Perfectionism can also be crippling. It can halt progress and make it impossible to ever really put a project to bed. I constantly work to get comfortable with “good enough” but my challenge to let go of perfect became very clear to me a couple of years ago during a conversation with a friend.
I had been analyzing, evaluating, and researching options for a business idea but not acting on anything. I was sharing all of this with him and he stopped me to say,
“Didn’t you just move into a new home a few months ago?”
“Yes” I said.
“I bet you have not one picture hung on the wall.”
Uh-oh! How did he know?
“You are correct,” I said.
My friend stared at me. “Elle,” he said slowly. “Just hang the pictures! So what if you change your mind?”

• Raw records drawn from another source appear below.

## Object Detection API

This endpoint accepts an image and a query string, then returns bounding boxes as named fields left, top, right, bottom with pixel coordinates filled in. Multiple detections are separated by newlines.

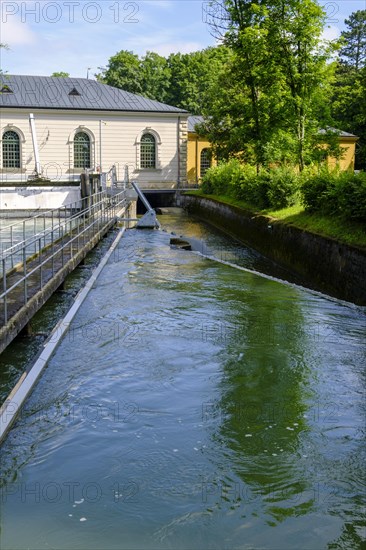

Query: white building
left=0, top=75, right=188, bottom=189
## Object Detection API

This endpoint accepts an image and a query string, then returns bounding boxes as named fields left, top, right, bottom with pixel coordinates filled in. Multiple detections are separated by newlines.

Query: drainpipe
left=177, top=116, right=180, bottom=189
left=29, top=113, right=41, bottom=176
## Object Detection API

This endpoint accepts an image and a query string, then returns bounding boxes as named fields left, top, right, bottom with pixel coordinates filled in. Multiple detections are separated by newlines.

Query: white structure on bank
left=0, top=75, right=188, bottom=189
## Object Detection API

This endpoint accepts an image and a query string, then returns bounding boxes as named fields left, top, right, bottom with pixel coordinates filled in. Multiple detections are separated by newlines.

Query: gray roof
left=188, top=115, right=204, bottom=132
left=0, top=74, right=187, bottom=113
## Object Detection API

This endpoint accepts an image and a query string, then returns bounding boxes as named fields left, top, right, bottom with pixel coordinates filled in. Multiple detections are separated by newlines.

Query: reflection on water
left=0, top=212, right=366, bottom=549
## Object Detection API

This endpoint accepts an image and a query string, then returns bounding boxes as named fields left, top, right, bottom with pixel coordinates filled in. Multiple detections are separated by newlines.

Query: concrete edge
left=0, top=228, right=125, bottom=444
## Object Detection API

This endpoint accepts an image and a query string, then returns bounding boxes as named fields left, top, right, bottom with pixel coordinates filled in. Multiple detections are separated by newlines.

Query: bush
left=301, top=169, right=366, bottom=221
left=202, top=160, right=299, bottom=209
left=268, top=167, right=300, bottom=208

“But we just had the walls freshly painted,” I responded.
He shook his head. “You can’t live like that – you can’t be so afraid something won’t be perfect that you never even begin.”
It was my turn to stare. Somehow, he’d put into words exactly what I’d been doing – stalling to appease my perfectionism, not making any decision and staying stuck with no pictures on the wall and no move toward my career goals.
Does this sound familiar? What is one thing you’ve been putting off because you fear it won’t turn out perfectly?
I recently attended the S.H.E. Summit in New York City and Congresswoman, Debbie Wasserman Shultz said it well when she said, “ We women can have it all, if we are willing not to have it all perfect. “
Start today. Give yourself the freedom to fail and the freedom of a do-over. Allow yourself to be OK with good enough.
By the way, I did hang all of the pictures and haven’t moved one!